Wake up and smell the coffee growers' plight
___By Leslie Scanlon
___Religion News Service
___LOUISVILLE, Ky. (RNS) --For many Americans, the ritual of sitting down with a cup of coffee in the morning is as much a part of their routine as taking a shower or brushing their teeth.
___But Porfirio Zepeda Arana sees the other side. He works for a coffee-growing cooperative in Nicaragua and lives in a house with no electricity. When the price of coffee drops too low, when the farmers can barely sell their coffee for more than it costs to grow the beans, when farmers have to leave their land because they can't afford to stay, he sees the morning brew coming out of people's lives.
___Some face the dangers at the U.S. border, trying to cross illegally, desperate to find work.
___"There are kids who end up in the street, homeless," Arana said, speaking through a translator recently at the Presbyterian Church (U.S.A.) national offices in Louisville. "There are a lot of folks who are dying of hunger.
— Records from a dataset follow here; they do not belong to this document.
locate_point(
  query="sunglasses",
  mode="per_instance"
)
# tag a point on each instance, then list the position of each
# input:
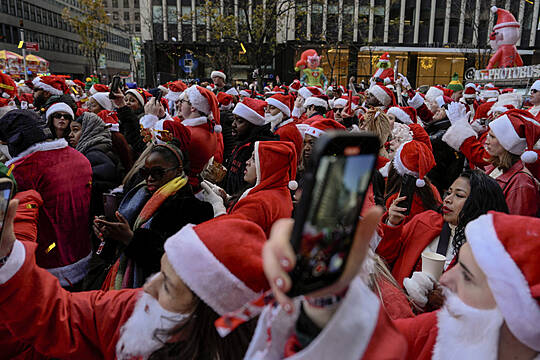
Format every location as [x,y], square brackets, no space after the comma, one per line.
[156,172]
[64,116]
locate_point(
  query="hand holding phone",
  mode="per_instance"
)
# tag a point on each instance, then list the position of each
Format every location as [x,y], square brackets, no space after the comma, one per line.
[335,184]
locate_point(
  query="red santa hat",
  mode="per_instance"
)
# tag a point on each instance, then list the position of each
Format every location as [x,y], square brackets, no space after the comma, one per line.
[282,102]
[317,100]
[218,73]
[309,91]
[103,100]
[536,85]
[414,158]
[232,91]
[470,91]
[504,19]
[57,107]
[98,88]
[383,94]
[317,128]
[204,101]
[508,259]
[220,261]
[405,114]
[225,101]
[517,131]
[7,86]
[246,93]
[141,95]
[295,86]
[384,57]
[251,110]
[55,85]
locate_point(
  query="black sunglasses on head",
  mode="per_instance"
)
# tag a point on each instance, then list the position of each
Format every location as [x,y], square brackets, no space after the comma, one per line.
[65,116]
[157,172]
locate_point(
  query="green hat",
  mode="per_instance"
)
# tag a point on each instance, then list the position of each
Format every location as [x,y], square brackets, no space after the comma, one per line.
[455,84]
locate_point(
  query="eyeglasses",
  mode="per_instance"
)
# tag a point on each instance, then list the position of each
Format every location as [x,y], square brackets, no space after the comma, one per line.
[60,116]
[157,172]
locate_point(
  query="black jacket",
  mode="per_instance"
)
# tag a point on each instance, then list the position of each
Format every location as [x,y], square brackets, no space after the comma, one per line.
[146,247]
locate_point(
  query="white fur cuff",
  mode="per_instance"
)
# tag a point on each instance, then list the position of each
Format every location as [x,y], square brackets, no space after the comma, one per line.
[457,134]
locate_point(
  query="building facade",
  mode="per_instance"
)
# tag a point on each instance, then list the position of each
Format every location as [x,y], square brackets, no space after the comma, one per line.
[58,43]
[431,39]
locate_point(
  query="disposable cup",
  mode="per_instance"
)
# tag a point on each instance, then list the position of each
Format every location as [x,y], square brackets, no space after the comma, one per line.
[433,264]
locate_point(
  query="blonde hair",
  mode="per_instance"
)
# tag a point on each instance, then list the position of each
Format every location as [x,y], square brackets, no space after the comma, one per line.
[378,123]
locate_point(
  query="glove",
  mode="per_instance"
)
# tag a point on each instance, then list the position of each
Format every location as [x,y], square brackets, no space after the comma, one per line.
[418,287]
[208,195]
[456,112]
[403,81]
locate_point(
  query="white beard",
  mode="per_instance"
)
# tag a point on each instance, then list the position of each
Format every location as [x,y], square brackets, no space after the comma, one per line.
[466,332]
[138,336]
[274,120]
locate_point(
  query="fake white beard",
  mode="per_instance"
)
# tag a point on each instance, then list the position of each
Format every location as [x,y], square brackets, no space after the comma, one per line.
[465,332]
[274,120]
[138,336]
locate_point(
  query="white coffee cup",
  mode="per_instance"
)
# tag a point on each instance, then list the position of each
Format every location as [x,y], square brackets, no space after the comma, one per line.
[433,264]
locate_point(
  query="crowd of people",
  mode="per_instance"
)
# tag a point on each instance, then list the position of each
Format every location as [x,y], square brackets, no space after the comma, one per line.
[155,223]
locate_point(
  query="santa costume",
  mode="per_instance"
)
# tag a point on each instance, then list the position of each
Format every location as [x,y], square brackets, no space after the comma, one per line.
[225,271]
[504,256]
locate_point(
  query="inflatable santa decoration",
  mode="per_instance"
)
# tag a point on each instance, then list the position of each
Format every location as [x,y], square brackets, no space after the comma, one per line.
[503,39]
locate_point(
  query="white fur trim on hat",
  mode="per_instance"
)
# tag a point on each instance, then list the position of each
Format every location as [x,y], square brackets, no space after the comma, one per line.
[507,283]
[400,114]
[137,95]
[315,101]
[59,107]
[507,136]
[232,91]
[457,134]
[281,106]
[247,113]
[103,100]
[204,274]
[197,100]
[304,92]
[218,74]
[314,132]
[46,87]
[399,166]
[380,94]
[433,93]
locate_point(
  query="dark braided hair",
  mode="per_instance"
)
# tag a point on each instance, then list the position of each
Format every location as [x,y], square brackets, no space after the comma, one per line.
[485,195]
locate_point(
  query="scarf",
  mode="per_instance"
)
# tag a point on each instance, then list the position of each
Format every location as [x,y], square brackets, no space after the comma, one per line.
[125,273]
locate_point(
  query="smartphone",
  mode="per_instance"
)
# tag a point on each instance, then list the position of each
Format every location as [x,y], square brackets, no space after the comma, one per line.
[335,184]
[7,189]
[115,86]
[408,187]
[110,204]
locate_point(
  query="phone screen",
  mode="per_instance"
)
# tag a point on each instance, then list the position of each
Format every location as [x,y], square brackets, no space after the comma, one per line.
[6,191]
[339,186]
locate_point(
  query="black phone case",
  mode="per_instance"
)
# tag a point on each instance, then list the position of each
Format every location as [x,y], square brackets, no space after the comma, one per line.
[301,284]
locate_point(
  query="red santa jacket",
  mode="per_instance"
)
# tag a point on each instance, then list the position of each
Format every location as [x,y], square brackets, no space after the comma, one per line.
[63,178]
[520,190]
[60,324]
[359,329]
[401,246]
[270,198]
[288,131]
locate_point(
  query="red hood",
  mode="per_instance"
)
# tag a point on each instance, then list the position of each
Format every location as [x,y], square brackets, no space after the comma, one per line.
[275,163]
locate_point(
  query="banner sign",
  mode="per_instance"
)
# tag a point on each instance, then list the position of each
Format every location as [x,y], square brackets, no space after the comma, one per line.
[521,72]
In reality, it is the children who are really affected by it. There are a lot of children who are dying of hunger because they don't have anything to eat."
___Arana and Elim Isabel Blandon, a coffee grower and mother of three, are traveling in the United States on a trip sponsored by Equal Exchange, a Massachusetts-based company that tries to educate North Americans about the economic crisis in the coffee trade and to encourage them to buy what they call "fair trade" coffee--organically grown, high-quality coffee that's sold through cooperatives of small farmers, at above-market prices which guarantees those farmers a living wage.
___Some U.S. congregations--hoping to bring the realities of global economic development down to a personal level--are trying to do something to help the small coffee farmers by pledging they will use only fair-trade coffee at church suppers and fellowship hours and by encouraging members to buy fair-trade coffee for use in their own homes.
___Equal Exchange, a for-profit firm founded in 1986, negotiates directly with cooperatives of farmers who grow coffee and provides those farmers both access to credit and a guaranteed, per-pound price for their coffee that's usually two to three times what they could get on the world market, where the farmers' profits are sometimes gutted by middlemen called "coyotes" and where prices have plunged 70 percent in the last five years.
___The world coffee price typically varies between 40 cents to 60 cents per pound; Equal Exchange guarantees the farmers will be paid $1.26 a pound.
___So far, Equal Exchange's Interfaith Coffee Program has partnerships with a half-dozen denominations and works with about 10 percent of the churches in each of those denominations.
___More than 5,100 religious congregations and organizations have participated by ordering fair-trade coffee, tea or cocoa. Last year, Equal Exchange sold 60 tons of coffee through those partnerships and paid the cooperatives $960,000 in above-market premiums, according to Jill Wenke of Equal Exchange.
___This is a project that reaches across political lines because both liberal and conservative congregations have participated in the coffee project, Wenke said. "It's a very easy step a congregation can take to help people in need."
___When congregations talk about why they support fair-trade coffee, she said, they often cite Jesus' teachings to care for the poor, for "the least of these," and Micah 6:8, in which God exhorts the people to do justice, to love kindness, to walk humbly with God.
___So Wenke and the Nicaraguan farmers have been barnstorming in the United States--traveling with the "Solar Expresso" van, in which they can brew coffee on the spot using solar panels. For Arana and Blandon, it's a chance to make Americans--many of whom don't blink at spending $3 or $4 a cup for coffee drinks at the local java shop--understand what the economics of the coffee trade means for real lives and the impact Americans can have if they encourage their congregations, the restaurants and coffee shops they patronize, and their families to buy fair-trade.
___Blandon farms in the Miraflor region of Nicaragua, about 185 kilometers north of Managua, a region of about 4,500 people. Her whole family is involved in farming. "I've been living there since I was born," she said with a shy smile, her long curly hair pulled back in a clasp, "and I expect to die there."
___Blandon is a Protestant evangelical in an area that's about 70 percent Roman Catholic. But religion is not a dividing force in her village, she said.
___In the Miraflor region, four of every five farmers participates in Equal Exchange and some of the additional income the program generates is used to support educational, health and other programs for the entire community. The additional income and the credit that's available through Equal Exchange is allowing farmers to diversify their crops--growing bananas, avocados and oranges as well, which preserves the richness of the soil and gives farming families more products to eat and to sell.
___After Hurricane Mitch devastated coffee fields in Nicaragua in 1998, a group of women was able to obtain a plot of land to farm. Eight of them are working together to grow coffee on the land--including a single mother in her 30s with seven daughters. The women harvested their first coffee crop last year and are selling it through Equal Exchange.
___"They feel hopeful, but they see commerce as something fragile," Arana said. "Because they know that, that will be what will put food on the table."